Hamilton Co. picks optical-scan voting
$10M system to make debut with 2006 elections
By Kimball Perry Cincinnati Enquirer 13 September 2005
Dan Bare loves the optical-scanning voting system that Clermont County has used for more than a decade.
"It's great. It puts the ballot in the hand of the voters from cradle to grave," said Bare, director of the Clermont County Board of Elections.
That's the kind of experience Hamilton County hopes to have for its more than 573,000 registered voters when it switches to a $10 million optical-scanning voting system next year.
"The whole point of this is, what is the voter's intent (and) giving the voter total control of the ballot," said John Williams, director of Hamilton County's Board of Elections.
The board last week ed the eScan optical-voting system made by Hart InterCivic of Austin, Texas.
The optical scanners will replace the punch-card voting system in effect since 1974.
With the new system, voters will darken ovals on a paper ballot. That paper ballot is then fed into an optical scanner at the voter's precinct.
The scanner looks like a portable automated-teller machine.
It takes what essentially is a digital picture of the ballot and records those votes.
Voters will know immediately whether their ballot was accepted and, if it wasn't, what they did wrong so it can be corrected.
"It's kind of the best of the old world and the best of the new world," Williams said.
"We felt this would lend the most credibility to the voters - that they would be marking a piece of paper in their hand and not just have something go into a computer chip," Williams said.
The federal government is covering $8.35 million of the cost - as part of the Help America Vote Act - to modernize voting systems and avoid a repeat of the "hanging chad" controversy of the 2000 presidential election.

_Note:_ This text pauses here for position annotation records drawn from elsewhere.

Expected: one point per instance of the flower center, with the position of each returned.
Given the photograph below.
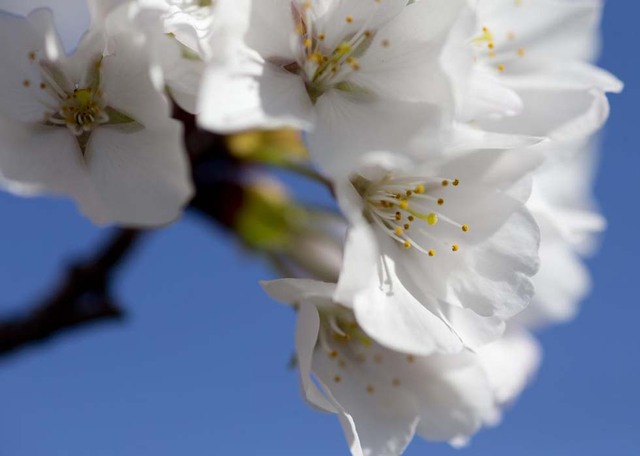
(409, 210)
(351, 352)
(497, 49)
(81, 111)
(322, 65)
(199, 8)
(80, 106)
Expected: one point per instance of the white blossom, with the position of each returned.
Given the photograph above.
(90, 125)
(450, 243)
(342, 70)
(570, 224)
(524, 67)
(383, 397)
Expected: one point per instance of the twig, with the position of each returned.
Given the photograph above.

Clermont County has been using an optical-scanning system since 1993. That system used a central scanner at the Board of Elections. The new voting system that Clermont and Hamilton County chose has optical scanners in each precinct - 1,001 in Hamilton and 200 in Clermont.

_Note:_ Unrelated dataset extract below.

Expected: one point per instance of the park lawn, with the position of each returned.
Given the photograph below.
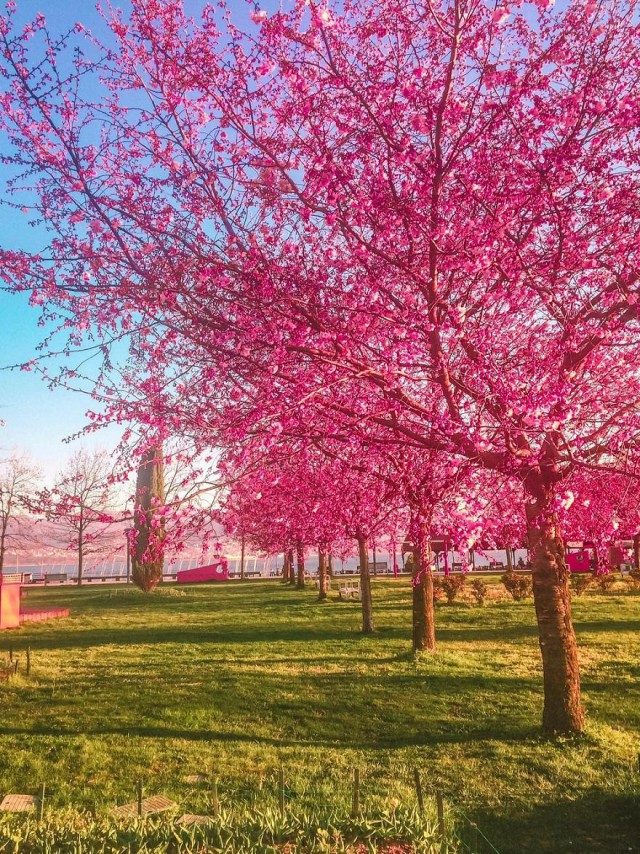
(236, 680)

The new system is more expensive than punch cards: Traditional punch-card ballots cost a half-cent each; ballots for the optical-scanner systems cost 18 cents each.

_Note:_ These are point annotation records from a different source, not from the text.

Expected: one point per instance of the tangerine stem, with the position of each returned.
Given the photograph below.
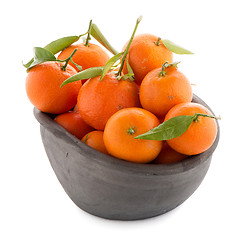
(158, 41)
(166, 65)
(128, 46)
(131, 130)
(67, 60)
(88, 32)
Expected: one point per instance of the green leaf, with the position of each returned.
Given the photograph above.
(85, 74)
(127, 76)
(78, 66)
(175, 48)
(169, 129)
(110, 63)
(57, 46)
(130, 71)
(41, 55)
(96, 33)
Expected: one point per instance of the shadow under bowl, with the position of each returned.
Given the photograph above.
(116, 189)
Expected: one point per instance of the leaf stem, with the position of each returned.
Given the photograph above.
(88, 32)
(67, 60)
(128, 46)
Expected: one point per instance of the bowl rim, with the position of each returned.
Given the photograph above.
(189, 163)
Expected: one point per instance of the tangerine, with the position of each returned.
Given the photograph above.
(43, 87)
(121, 129)
(162, 88)
(94, 139)
(99, 100)
(199, 136)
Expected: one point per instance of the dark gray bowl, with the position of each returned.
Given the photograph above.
(116, 189)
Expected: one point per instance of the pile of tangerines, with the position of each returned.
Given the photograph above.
(136, 106)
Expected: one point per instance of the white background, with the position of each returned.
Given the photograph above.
(33, 204)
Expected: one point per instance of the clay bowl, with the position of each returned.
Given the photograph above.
(116, 189)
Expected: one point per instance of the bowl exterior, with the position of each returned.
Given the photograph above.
(115, 189)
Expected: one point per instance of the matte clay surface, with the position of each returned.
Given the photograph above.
(116, 189)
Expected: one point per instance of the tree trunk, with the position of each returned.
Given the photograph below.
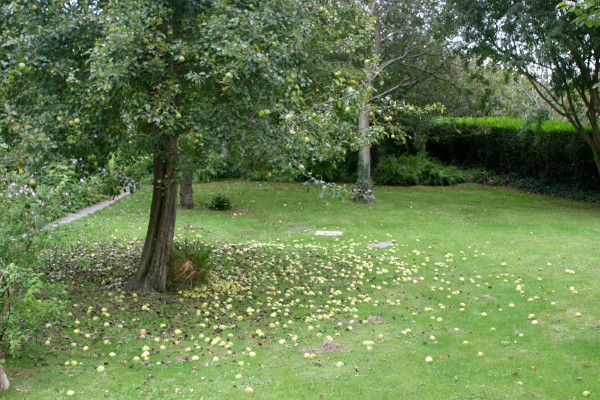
(151, 274)
(186, 192)
(364, 183)
(4, 382)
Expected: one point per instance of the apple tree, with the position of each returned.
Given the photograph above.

Another machine - eSlate by Hart InterCivic - also is available. It is designed for use by the disabled or as a backup when there are long lines for the other scanning machines.
Because federal legislation requires voting changes by 2006, the optical scanning system should be in place by Jan. 1, Williams said.
But he said it isn't expected to be used until the spring elections in May.
Warren County also plans to use an optical-scanner voting system.
Butler County has opted for a touch-screen system.